Impact of polydatin on myocardial cell pyroptosis induced by high glucose through regulation of Sirt1-FoxO1 signal pathway

AIM To study the mechanism of polydatin (PD) in inhibiting myocardial cell pyroptosis induced by high glucose based on silence information regulator1 (Sirt1)-forkhead transcription factor O1 (FoxO1) signal pathway.

METHODS Cardiac cell H9c2 was taken as the research object and the PD concentration was screened by different concentrations of PD treatment. Cells were grouped into model group, PD low, medium and high dose groups (PD-L, M, H, 20, 40, 80 μmol/L), blank control group (control) and Sirt1 inhibitor group PD-H+sirtinol (10 μmol/L). Cell Counting Kit-8 (CCK8) method was applied to detect the cell activity and enzyme-linked immunosorbent assay (Elisa) method was used to measure the release of lactate dehydrogenase (LDH) and the level of Interleukin-1β (IL-1β). The level of reactive oxygen species (ROS) was detected by Dichlorodihydrofluorescein diacetate (DCFH-DA) fluorescence probe, the charred cells were detected by flow cytometry and the expression levels of Nod-like receptor protein 3 (NLRP3) mRNA and gasdermin D (GSDMD) mRNA in cells were detected by real-time fluorescence quantitative PCR. Western blot was applied to detect the protein expression.

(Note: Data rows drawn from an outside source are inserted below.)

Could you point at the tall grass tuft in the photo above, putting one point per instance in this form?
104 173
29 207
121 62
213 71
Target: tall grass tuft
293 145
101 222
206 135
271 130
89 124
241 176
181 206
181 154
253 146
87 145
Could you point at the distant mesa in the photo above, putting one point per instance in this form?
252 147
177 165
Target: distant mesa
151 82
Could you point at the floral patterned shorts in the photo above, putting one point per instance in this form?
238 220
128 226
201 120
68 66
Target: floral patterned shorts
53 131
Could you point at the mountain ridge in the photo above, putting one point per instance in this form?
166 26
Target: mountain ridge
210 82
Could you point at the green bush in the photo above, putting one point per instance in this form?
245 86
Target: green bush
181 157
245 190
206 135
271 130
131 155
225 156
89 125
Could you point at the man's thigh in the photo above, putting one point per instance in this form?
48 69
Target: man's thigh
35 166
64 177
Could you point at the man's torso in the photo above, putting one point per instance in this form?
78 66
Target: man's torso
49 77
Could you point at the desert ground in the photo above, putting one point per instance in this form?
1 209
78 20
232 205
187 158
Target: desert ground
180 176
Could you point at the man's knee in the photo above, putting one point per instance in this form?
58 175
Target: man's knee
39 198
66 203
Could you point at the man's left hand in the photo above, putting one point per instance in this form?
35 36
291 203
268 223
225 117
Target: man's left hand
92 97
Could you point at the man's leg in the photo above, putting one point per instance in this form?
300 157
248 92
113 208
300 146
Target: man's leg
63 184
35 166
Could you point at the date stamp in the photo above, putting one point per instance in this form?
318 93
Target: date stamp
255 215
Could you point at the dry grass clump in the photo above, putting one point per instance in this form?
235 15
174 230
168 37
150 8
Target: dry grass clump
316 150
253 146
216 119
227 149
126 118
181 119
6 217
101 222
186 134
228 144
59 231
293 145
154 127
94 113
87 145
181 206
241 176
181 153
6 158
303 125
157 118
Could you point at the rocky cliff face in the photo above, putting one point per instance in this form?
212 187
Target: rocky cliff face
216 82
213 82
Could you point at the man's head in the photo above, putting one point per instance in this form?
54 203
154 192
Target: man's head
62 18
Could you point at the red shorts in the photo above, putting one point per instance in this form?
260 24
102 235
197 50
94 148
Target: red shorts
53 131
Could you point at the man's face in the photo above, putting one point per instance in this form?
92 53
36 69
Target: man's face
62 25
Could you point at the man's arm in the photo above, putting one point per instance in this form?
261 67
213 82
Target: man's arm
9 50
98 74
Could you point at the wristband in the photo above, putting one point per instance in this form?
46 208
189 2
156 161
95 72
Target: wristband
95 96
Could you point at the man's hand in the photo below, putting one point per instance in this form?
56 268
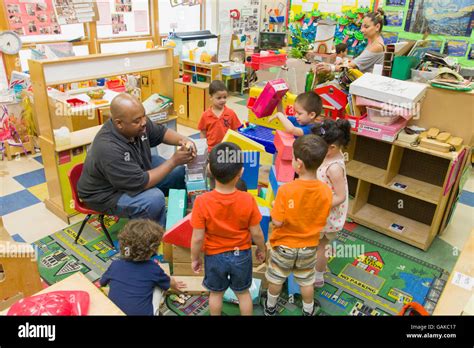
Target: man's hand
189 145
196 265
177 285
182 156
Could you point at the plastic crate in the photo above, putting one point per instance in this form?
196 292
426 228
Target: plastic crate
262 62
261 135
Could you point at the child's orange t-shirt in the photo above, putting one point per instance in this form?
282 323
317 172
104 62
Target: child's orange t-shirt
303 206
216 127
226 219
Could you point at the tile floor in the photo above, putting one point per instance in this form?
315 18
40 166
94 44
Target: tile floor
23 190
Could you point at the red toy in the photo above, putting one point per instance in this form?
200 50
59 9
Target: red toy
334 101
180 234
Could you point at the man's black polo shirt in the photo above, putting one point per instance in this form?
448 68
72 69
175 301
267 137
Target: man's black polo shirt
115 165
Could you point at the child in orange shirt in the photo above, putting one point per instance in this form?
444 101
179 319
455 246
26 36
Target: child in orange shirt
299 214
226 221
215 121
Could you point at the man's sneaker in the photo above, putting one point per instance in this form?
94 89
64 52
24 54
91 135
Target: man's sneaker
268 311
316 308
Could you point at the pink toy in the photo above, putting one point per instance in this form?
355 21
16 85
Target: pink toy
284 145
180 234
284 170
268 100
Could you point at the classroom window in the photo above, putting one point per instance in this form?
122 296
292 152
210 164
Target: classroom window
186 18
123 20
68 32
80 50
128 46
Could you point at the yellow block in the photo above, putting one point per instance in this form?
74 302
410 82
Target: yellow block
247 144
270 197
288 99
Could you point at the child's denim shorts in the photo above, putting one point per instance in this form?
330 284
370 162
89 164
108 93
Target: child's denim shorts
230 269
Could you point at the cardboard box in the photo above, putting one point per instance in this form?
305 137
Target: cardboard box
184 269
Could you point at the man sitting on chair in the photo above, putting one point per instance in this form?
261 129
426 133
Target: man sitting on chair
120 176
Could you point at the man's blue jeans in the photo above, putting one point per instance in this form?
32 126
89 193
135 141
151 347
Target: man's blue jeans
150 204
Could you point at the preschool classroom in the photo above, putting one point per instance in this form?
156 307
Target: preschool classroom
382 88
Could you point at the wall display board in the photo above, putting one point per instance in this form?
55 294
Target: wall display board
446 21
32 17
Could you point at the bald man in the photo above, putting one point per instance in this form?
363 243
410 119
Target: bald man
120 176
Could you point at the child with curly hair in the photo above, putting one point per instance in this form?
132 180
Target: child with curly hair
136 282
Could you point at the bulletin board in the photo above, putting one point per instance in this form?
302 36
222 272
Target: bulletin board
450 23
248 22
31 17
123 18
329 6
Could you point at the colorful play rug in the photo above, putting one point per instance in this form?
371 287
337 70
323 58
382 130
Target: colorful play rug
59 256
365 278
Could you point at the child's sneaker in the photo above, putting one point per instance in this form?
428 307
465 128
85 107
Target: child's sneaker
268 311
316 307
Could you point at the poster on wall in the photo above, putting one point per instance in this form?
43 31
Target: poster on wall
440 17
394 18
394 2
32 18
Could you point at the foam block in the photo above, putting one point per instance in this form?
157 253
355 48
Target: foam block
265 222
180 234
271 95
284 145
274 183
270 197
284 170
247 144
177 204
251 167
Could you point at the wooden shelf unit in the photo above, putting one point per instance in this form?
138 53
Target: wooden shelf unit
58 160
210 72
374 166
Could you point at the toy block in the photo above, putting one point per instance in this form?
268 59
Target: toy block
181 254
270 197
180 234
284 145
184 269
261 202
199 185
247 144
193 285
284 170
177 204
271 95
251 168
274 183
253 192
265 222
293 287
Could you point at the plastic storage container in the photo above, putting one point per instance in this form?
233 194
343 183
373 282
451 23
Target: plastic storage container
381 116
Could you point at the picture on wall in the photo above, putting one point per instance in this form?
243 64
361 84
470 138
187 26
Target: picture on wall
456 48
31 17
123 5
394 18
440 17
394 2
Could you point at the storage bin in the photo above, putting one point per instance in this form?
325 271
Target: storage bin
381 116
423 76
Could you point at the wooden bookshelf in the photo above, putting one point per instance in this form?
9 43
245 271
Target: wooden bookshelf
420 207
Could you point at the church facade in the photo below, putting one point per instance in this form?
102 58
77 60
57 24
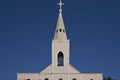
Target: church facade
60 68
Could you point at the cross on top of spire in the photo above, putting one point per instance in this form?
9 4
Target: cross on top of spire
60 4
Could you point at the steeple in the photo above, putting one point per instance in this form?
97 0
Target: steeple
60 32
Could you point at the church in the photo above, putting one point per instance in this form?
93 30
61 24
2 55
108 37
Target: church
60 68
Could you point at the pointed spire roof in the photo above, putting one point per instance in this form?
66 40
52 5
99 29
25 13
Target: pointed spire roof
60 32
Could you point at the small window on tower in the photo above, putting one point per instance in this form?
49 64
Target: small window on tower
60 30
57 30
63 30
60 59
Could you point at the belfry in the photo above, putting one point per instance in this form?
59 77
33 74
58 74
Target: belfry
60 68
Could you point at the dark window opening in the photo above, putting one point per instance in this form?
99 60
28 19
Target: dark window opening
46 79
74 79
60 59
63 30
57 30
60 79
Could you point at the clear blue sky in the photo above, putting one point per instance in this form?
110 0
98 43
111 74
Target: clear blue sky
27 29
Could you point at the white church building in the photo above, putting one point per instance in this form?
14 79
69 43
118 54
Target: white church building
60 68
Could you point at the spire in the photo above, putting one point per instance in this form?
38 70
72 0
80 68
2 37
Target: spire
60 33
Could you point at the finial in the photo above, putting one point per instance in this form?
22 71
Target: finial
60 4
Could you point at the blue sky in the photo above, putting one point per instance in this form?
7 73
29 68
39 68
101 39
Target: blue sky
27 29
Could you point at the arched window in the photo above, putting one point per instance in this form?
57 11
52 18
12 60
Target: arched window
74 79
60 59
46 79
60 79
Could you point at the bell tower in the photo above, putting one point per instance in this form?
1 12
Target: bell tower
60 46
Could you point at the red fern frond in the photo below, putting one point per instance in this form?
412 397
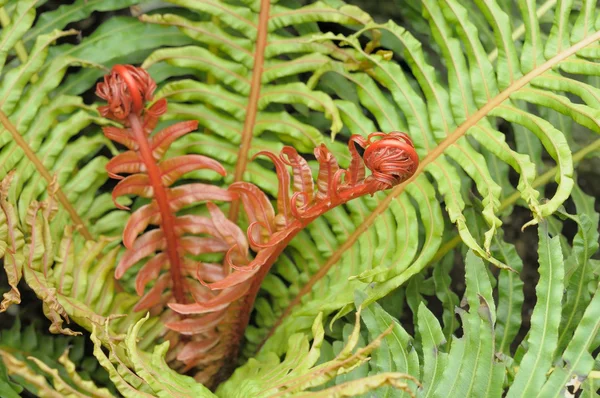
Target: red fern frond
391 158
127 89
214 301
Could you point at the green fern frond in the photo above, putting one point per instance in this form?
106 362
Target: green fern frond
454 116
45 365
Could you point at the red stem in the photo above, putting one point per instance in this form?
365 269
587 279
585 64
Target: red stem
252 107
167 222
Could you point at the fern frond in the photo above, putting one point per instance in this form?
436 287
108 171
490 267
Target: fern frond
44 365
456 130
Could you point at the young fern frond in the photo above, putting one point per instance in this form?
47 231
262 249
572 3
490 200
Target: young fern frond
223 296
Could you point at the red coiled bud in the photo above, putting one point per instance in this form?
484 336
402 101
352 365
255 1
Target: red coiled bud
125 89
392 159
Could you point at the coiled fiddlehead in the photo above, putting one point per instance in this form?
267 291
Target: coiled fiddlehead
215 300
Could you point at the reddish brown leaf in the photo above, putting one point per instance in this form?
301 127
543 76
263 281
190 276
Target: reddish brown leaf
139 221
303 180
127 162
328 166
149 272
122 136
205 271
143 247
283 176
193 224
192 326
172 169
152 114
162 140
154 295
356 171
231 233
258 208
137 184
231 280
219 302
184 195
195 245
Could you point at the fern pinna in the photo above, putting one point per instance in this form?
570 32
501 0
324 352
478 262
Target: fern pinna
215 300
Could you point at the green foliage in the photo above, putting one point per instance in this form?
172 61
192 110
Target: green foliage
499 98
45 365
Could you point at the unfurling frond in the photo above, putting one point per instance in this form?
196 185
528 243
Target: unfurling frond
220 296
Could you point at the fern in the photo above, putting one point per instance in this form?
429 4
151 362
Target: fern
498 98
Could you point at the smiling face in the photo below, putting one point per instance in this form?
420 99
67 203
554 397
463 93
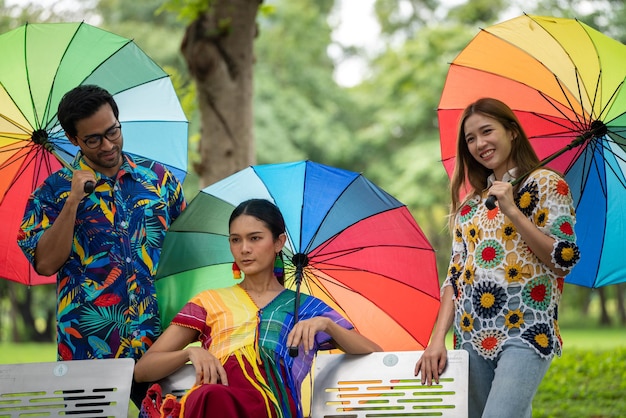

RESULTS Compared with those in control group, the cell activity in model group decreased (P<0.01) and after treatment with different concentrations of PD, the cell activity increased gradually (P<0.01). Compared with those in control group, LDH release, IL-1β level, ROS level, pyroptosis rate, NLRP3 mRNA, GSDMD mRNA expressions, and expressions of pyroptosis protein NLRP3, c-caspase-1, GSDMD and GSDMD-N in model group increased, and the expression of Sirt1-FoxO1 signal pathway protein decreased (P<0.01). Compared with those in model group, LDH release, IL-1β level, ROS level, scorching rate, NLRP3 mRNA, GSDMD mRNA expressions, and expressions of scorching protein NLRP3, c-caspase-1, GSDMD and GSDMD-N in PD group and sirtinol group decreased, and the expression of Sirt1-FoxO1 signal pathway protein increased (P<0.05). Sirtinol reversed the protective effect of PD on myocardial cell pyroptosis induced by high glucose.

CONCLUSION PD can improve the inflammatory injury of cells and inhibit the high glucose-induced myocardial cell pyroptosis by up-regulating the expression of Sirt1-FoxO1 signal pathway protein.